THE EDITED PRESS RELEASE: “Beginning as a solo project and growing into a band, Manchester’s Millie Milner & The Deadnames were forged with a stronger mission at the heart: To be the queer representation that the band’s members struggled to find in their own teenage years. Performing under the alias of their own members’ deadnames as an act of striking back they are, if anything, truly authentic to themselves.
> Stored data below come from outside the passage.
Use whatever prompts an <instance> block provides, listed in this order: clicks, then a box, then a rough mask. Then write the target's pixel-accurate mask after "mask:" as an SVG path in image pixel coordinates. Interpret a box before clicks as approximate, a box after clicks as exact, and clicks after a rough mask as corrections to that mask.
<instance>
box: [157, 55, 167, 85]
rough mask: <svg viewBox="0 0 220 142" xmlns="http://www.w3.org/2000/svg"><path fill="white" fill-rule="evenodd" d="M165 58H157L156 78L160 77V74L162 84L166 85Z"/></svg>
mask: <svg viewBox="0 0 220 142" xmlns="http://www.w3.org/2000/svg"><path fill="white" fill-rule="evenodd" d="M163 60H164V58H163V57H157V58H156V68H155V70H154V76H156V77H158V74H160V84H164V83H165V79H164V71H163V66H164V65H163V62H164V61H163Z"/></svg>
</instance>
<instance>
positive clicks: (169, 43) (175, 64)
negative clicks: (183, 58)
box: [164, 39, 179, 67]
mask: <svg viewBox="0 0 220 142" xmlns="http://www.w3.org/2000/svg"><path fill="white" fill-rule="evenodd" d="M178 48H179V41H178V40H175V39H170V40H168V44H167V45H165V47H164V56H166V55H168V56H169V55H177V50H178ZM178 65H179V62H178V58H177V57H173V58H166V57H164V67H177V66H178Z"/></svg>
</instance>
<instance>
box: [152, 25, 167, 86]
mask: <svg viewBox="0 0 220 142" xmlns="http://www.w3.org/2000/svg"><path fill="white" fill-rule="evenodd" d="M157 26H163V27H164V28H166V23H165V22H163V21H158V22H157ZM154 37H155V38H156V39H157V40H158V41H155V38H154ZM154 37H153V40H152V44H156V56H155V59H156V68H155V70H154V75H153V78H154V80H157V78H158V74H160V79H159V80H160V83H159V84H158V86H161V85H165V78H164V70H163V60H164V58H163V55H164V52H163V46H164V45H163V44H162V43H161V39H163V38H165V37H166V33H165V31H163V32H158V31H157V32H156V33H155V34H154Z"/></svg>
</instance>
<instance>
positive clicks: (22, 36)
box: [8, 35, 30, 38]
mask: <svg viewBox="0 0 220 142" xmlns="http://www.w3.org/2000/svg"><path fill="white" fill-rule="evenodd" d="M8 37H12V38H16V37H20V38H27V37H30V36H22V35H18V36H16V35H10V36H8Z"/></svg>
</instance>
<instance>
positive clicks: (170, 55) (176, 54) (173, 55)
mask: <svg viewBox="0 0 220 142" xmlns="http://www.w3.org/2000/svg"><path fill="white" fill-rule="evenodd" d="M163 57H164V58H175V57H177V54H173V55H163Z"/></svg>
Exploring themes of youth, friendship, love and validity through their music, the group offer audiences a choice to step into their lives through the music they make or relate it back to their own lives. Whichever choice is made with Millie Milner & The Deadnames, you become not only a fan, but a member of the family that they have created for themselves.”

The Helltones | Nothing Compares To You

THE EDITED PRESS RELEASE: “Oakland garage-rockers The Helltones bring a beachy, modern doo-wop vibe to their new album Medusa (out Nov. 17), drawing inspiration from psychedelic surf, soulful Americana & retro rhythm and blues. Its harmonized backing vocals, sun-kissed handclaps, grooving organ and overdriven guitar create a cinematic album about love, addiction, picking fights, making up and navigating adulthood while maintaining your sanity. Primary songwriter Darwin Siegaldoud started playing guitar when he was eight years old in Santa Barbara, but only began treating it as a medium for self expression after high school, when he spent a year living in Israel on a kibbutz on the outskirts of Haifa. “During that kibbutz year,” says Siegaldoud, “I had these two Canadian neighbors who were both rippin’ musicians. One was a fingerstyle guitar player who liked country. He’d always play Johnny Cash and Old Crow Medicine Show songs. The other guy was a producer who had Ableton on his laptop, and he showed me the basics of recording. After work we had all this time with nowhere to go and nothing to do. I just asked them to teach me. Teach me scales. Teach me songs. They did, and after a while it sank in.”